I am in the process of starting to build my 4 drivers stations for a 1/64 track.

I've noticed several different types of metal and bolts used at the tracks that I have been visiting lately.

What would the racers on this forum suggest I clip my home track Parmas to ? 
Referring to as what type of material the bolt should be to conduct electricity well. What size in diameter do the alligator clips like to stay gripped to.
This info. would help me greatly because I know nothing about electricity.

I was going to go to the local hardware store and just get all copper but thought it might be to my best interest to ask y'all first.

Thanks in advance.


----------



## Ovalhead (Nov 20, 2010)

I just Googled conductive metals and came up with: Silver is the best, followed by copper then gold.

Looks like copper is what I will go with, I have never seen silver or gold bolts and quite frankly, I'm scared to know what they would cost. 

I'll take a controller with me to Lowes and figure out the diameter that works good with the Parma clips. I'm guessing 3/16" or 1/4". 

:wave:


----------



## alpink (Aug 22, 2010)

I use brass


----------



## Tsooko (Oct 15, 2009)

I used 1/4" brass bolts on my drivers' stations as they were easy to find. If the clips do not go on easy, just file the threads off a bit to make them fit. I haven't had to .
cheers Ted


----------



## Ovalhead (Nov 20, 2010)

Thanks guys, that sounds even better, tomorrow I'll go without the Parma. ( which I prefer ) I could imagine the looks I would have gotten ? :freak:

12-1/4" Brass washers, nuts and bolts.

Thanks guys ! :thumbsup:


----------



## noddaz (Aug 6, 1999)

*whoa!*

I find 1/4 inch to be a bit big diameter wise...

3/16s would work better imho...

But that is just me...

Your mileage may vary...

Scott


----------



## Ovalhead (Nov 20, 2010)

Noted Scott. :thumbsup: Looks like the safety range is 3/16" - 1/4". Now were looking at 7/32".

Good feedback, it's building confidence in my selection.
Once again thanks.
0 :dude:


----------



## Dyno Dom (May 26, 2007)

I've used brass #8-32 bolts.
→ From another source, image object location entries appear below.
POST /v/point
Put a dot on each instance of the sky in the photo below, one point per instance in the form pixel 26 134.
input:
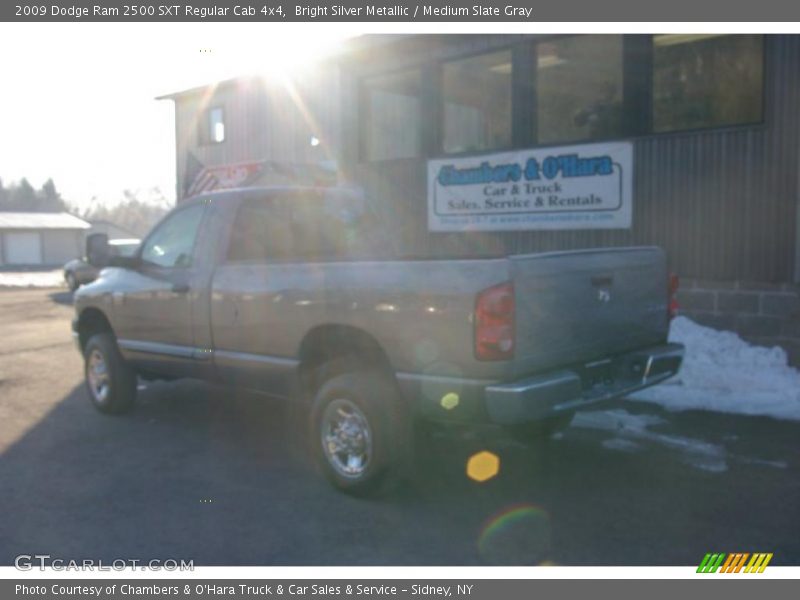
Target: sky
pixel 78 99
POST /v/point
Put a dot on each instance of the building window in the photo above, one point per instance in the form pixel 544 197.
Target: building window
pixel 216 125
pixel 393 119
pixel 579 89
pixel 476 96
pixel 706 81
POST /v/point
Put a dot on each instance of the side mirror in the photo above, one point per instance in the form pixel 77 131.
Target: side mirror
pixel 97 252
pixel 124 262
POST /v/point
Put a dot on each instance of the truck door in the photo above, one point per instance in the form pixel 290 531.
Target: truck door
pixel 153 309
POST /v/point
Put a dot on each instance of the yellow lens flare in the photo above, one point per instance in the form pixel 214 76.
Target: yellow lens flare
pixel 450 401
pixel 483 466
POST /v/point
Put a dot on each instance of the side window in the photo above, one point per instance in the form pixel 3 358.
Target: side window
pixel 302 227
pixel 261 232
pixel 172 243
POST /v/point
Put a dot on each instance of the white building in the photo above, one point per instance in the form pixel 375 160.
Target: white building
pixel 32 239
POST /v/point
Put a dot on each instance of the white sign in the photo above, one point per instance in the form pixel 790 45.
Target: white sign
pixel 569 187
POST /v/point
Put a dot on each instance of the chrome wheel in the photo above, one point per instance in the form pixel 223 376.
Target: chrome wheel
pixel 346 438
pixel 98 377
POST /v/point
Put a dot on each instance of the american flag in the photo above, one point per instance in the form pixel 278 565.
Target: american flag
pixel 201 179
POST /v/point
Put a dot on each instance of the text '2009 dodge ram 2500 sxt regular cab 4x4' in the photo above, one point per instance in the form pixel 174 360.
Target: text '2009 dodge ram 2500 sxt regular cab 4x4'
pixel 294 292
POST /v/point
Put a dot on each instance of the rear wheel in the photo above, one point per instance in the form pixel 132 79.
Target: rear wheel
pixel 109 379
pixel 355 424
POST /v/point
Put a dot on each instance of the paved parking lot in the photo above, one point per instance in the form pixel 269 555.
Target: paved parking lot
pixel 213 474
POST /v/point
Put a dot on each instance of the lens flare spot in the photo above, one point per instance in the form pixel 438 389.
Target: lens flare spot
pixel 426 352
pixel 450 401
pixel 483 466
pixel 519 535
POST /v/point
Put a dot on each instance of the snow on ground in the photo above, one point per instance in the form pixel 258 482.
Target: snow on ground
pixel 723 373
pixel 632 431
pixel 32 278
Length of bolts can vary from 1-2ins.,
depending on design of station plates.


----------



## rbrunne1 (Sep 22, 2007)

Check out this thread on Driver Stations 

http://www.hobbytalk.com/bbs1/showthread.php?t=207640&highlight=driver's+station

Bob B.


----------



## rbrunne1 (Sep 22, 2007)

And this one 

http://www.hobbytalk.com/bbs1/showthread.php?t=273878&highlight=driver's+station


----------



## Ovalhead (Nov 20, 2010)

Bulls Eye !

Thanks


----------



## cwbam (Feb 8, 2010)

*parts for driver stations*

I found this at an audio video parts store.
I'm going to paint 1 white reverse the sides
& alligator clip to the threads.


----------